Stock Analysis
David Iben put it well when he said, 'Volatility is not a risk we care about. What we care about is avoiding the permanent loss of capital.' So it might be obvious that you need to consider debt, when you think about how risky any given stock is, because too much debt can sink a company. We note that Toyo Suisan Kaisha, Ltd. (TSE:2875) does have debt on its balance sheet. But the real question is whether this debt is making the company risky.
Why Does Debt Bring Risk?
Debt is a tool to help businesses grow, but if a business is incapable of paying off its lenders, then it exists at their mercy. If things get really bad, the lenders can take control of the business. However, a more common (but still painful) scenario is that it has to raise new equity capital at a low price, thus permanently diluting shareholders. Of course, debt can be an important tool in businesses, particularly capital heavy businesses. The first step when considering a company's debt levels is to consider its cash and debt together.

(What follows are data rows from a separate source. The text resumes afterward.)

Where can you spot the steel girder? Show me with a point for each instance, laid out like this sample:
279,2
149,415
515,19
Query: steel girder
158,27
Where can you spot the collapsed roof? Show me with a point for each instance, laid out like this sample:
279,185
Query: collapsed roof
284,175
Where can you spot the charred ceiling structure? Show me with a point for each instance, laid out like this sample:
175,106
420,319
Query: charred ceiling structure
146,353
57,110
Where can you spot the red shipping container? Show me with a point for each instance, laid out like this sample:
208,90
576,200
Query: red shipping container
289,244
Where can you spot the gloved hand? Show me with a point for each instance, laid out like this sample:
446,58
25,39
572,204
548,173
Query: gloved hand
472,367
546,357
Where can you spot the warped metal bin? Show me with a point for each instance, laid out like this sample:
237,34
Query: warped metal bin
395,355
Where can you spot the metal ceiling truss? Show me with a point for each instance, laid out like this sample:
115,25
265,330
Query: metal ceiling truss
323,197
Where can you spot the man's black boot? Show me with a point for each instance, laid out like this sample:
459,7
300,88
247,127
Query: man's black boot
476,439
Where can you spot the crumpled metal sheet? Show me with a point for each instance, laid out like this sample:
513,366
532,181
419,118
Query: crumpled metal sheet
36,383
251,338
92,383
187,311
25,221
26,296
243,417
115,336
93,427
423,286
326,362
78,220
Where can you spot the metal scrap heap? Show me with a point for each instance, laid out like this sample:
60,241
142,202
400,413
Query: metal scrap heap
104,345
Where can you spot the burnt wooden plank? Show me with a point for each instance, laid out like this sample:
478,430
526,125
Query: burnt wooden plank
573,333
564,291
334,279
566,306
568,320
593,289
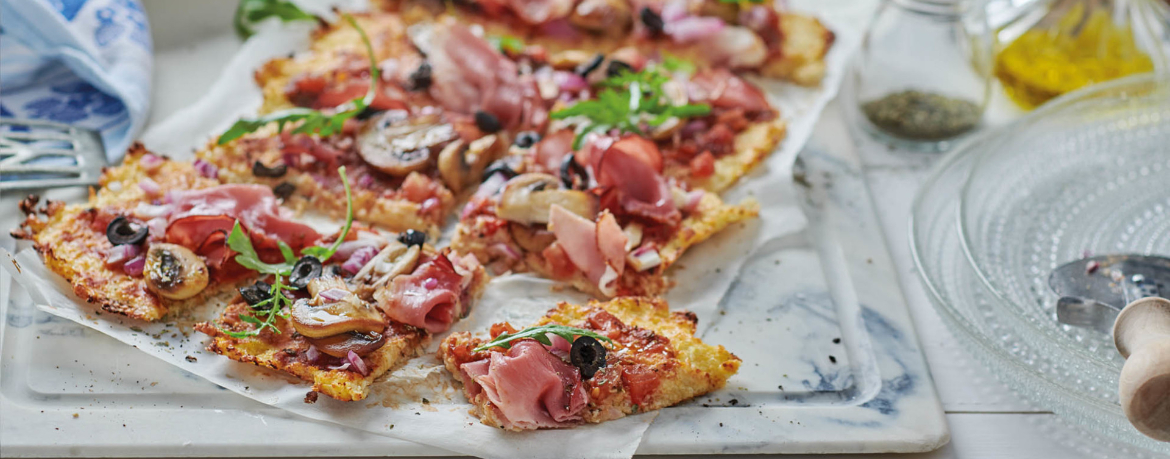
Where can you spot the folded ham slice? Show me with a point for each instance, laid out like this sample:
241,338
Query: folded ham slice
431,297
597,248
723,89
529,386
469,75
637,187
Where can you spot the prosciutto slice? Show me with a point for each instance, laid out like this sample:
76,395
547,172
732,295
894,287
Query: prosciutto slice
637,187
469,75
597,248
530,386
431,297
723,89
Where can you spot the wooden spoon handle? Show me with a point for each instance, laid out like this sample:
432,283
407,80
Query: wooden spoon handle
1142,335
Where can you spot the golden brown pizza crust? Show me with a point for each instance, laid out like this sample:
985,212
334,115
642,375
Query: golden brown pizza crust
687,368
71,240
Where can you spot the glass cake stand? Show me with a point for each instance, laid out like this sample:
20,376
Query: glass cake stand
1087,172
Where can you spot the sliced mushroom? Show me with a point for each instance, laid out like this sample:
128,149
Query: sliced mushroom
528,197
174,272
601,15
393,260
339,346
398,144
531,239
325,315
462,164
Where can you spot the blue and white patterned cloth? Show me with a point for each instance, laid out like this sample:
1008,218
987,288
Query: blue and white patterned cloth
81,62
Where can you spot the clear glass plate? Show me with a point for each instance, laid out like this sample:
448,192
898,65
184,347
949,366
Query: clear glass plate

View our latest analysis for Toyo Suisan Kaisha
What Is Toyo Suisan Kaisha's Debt?
You can click the graphic below for the historical numbers, but it shows that as of September 2024 Toyo Suisan Kaisha had JP¥463.0m of debt, an increase on JP¥387.0m, over one year. But on the other hand it also has JP¥244.0b in cash, leading to a JP¥243.5b net cash position.
How Strong Is Toyo Suisan Kaisha's Balance Sheet?
The latest balance sheet data shows that Toyo Suisan Kaisha had liabilities of JP¥68.6b due within a year, and liabilities of JP¥26.8b falling due after that. Offsetting these obligations, it had cash of JP¥244.0b as well as receivables valued at JP¥62.3b due within 12 months. So it actually has JP¥210.9b more liquid assets than total liabilities.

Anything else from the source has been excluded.